The essence of quintessence and the cost of compression
Bruce A. Bassett, Pier Stefano Corasaniti, Martin Kunz
TL;DR
The paper demonstrates that common two-parameter compressions of the dark energy equation of state $w_{DE}(z)$ inadequately capture dynamic behavior, including rapid evolution that can fit SN-Ia data well. It compares Taylor-type expansions (in redshift, scale factor, and logarithmic bases) up to higher orders with a physically-motivated four-parameter Kink model, using SN-Ia constraints, information criteria, and Bayesian evidence. The results show that two-parameter models can falsely exclude rapid dynamics and misestimate the acceleration redshift $z_{acc}$, while higher-order, decorrelated parametrisations reveal degeneracies and caution against over-interpretation; nonetheless, $\,\Lambda$CDM remains favored by model selection metrics. The study emphasizes the need for at least three-parameter, decorrelated compressions to provide robust, high-precision inferences for future dark energy cosmology and survey design.
Abstract
Standard two-parameter compressions of the infinite dimensional dark energy model space show crippling limitations even with current SN-Ia data.
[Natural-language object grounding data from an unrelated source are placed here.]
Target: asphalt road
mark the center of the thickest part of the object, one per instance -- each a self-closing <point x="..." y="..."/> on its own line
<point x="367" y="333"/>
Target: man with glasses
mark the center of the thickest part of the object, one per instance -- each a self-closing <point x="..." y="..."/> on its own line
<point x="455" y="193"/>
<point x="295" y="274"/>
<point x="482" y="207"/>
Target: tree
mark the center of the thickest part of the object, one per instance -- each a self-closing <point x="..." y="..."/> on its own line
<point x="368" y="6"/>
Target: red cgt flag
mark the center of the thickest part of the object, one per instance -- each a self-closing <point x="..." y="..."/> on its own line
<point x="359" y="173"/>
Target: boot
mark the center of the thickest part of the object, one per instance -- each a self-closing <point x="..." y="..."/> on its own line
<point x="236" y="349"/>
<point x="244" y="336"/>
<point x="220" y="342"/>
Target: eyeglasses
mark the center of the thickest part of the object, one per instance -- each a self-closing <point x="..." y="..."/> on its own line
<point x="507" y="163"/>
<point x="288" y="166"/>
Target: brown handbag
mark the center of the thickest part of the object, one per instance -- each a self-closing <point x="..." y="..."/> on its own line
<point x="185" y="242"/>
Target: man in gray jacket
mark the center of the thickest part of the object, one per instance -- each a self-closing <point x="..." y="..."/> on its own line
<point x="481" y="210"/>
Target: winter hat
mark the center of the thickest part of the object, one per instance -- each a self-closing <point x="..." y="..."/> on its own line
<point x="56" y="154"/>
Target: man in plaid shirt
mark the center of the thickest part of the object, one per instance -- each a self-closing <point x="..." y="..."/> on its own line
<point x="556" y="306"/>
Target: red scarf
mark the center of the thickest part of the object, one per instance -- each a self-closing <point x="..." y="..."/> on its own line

Firstly they cannot cope with rapid evolution - the best-fit to the latest SN-Ia data shows late and very rapid evolution to w_0 = -2.85. However all of the standard parametrisations (incorrectly) claim that this best-fit is ruled out at more than 2-sigma, primarily because they track it well only at very low redshifts, z < 0.2. Further they incorrectly rule out the observationally acceptable region w << -1 for z > 1. Secondly the parametrisations give wildly different estimates for the redshift of acceleration, which vary from z_{acc}=0.14 to z_{acc}=0.59. Although these failings are largely cured by including higher-order terms (3 or 4 parameters) this results in new degeneracies which open up large regions of previously ruled-out parameter space. Finally we test the parametrisations against a suite of theoretical quintessence models. The widely used linear expansion in z is generally the worst, with errors of up to 10% at z=1 and 20% at z > 2. All of this casts serious doubt on the usefulness of the standard two-parameter compressions in the coming era of high-precision dark energy cosmology and emphasises the need for decorrelated compressions with at least three parameters.